On Tuesday, I traveled due south into the heart of the Catskill Mountains. When I arrived, I consumed a delicious meal (in the company of two dear friends) with the most stunning backdrop of mountains and sky. I was sorry that I waited until the next morning to capture the view digitally, as it was overcast then.

But still very beautiful!

After our meal, I climbed the stairs of the composer's mountaintop studio and got right down to work. I played the score while my composer-friend waved his arms and sang everyone's parts. You might want to be glad we did not record this session. It was purely for "educational purposes".

In case you have never seen a composer's studio, here is an authentic one for you:

I can vouch that this one is neater than most.

We reached the coda around 10:30 pm, said good-night, and retired to our respective wings of this beautiful home:

The next morning, after an invigorating walk-

-I put in a few more hours at the keyboard. A few extremely tricky spots had to be ironed out in preparation for the afternoon rehearsal with the composer and singers. We rehearsed until dinnertime, because the next day was our recording session.

The next morning, we arrived at the hall ( a beautiful historic church), chatted with the recording engineer (an old friend), buckled our musical seat-belts, and got right to work.

The score was full of challenges, but extremely rewarding to perform. Concentration and attention to nuance and tiny details were of the utmost importance. The atmosphere was friendly, encouraging, fairly stress-free, and full of camaraderie. When a mistake was made, the recording engineer simply stopped and announced another take.

We kept at it until we reached the last bar. And then we all gave a shout of happy relief.

But by the end of our six hours together, my poor brain was entirely fried. During the last few takes when asked by one of the singers for her pitch, I stared helplessly down at the keyboard and was stupefied by the request. It was definitely time for coffee.

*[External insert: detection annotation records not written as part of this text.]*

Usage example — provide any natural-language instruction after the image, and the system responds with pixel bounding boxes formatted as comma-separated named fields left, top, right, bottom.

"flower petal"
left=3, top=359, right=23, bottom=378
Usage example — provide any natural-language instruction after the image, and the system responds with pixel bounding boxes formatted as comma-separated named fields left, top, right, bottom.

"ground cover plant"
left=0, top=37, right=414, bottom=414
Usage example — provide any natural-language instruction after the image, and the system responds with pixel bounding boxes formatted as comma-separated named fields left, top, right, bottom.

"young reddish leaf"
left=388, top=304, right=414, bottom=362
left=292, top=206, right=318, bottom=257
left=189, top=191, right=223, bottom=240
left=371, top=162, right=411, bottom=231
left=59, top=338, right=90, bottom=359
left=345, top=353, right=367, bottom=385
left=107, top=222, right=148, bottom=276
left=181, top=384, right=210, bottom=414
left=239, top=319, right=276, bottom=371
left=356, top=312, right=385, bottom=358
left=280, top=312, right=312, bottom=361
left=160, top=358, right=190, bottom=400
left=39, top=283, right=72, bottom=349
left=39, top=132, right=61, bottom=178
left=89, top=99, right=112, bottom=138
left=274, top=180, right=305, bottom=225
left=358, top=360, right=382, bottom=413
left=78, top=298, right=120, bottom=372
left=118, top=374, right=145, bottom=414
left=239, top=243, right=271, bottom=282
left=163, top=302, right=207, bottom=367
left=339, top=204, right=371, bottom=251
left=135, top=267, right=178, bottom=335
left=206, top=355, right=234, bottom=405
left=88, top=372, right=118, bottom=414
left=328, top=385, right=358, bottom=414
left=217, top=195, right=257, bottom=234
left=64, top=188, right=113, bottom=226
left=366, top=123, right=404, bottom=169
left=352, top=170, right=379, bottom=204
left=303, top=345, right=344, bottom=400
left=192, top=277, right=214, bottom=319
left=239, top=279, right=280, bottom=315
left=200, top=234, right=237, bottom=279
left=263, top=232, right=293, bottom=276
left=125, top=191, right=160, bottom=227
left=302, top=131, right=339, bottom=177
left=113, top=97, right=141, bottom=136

My faithful page-turner snapped this shot of Bob Manno (composer extraordinaire) with three Crane alumni: Myself (Class of '84), Rand Reeves, tenor (Class of '72) and Wayne Heilman, recording engineer (Class of '85). It was singularly wonderful to work with Rand once again, since he and his wife Barby were the first ones to inspire me to pursue music as a young teen.

Yes, yes. I was a "young teen" once.

This is not a poetic post, nor a very descriptive one. But so many of my friends were curious about what I do when I work on such a project that I thought I'd clue y'all in.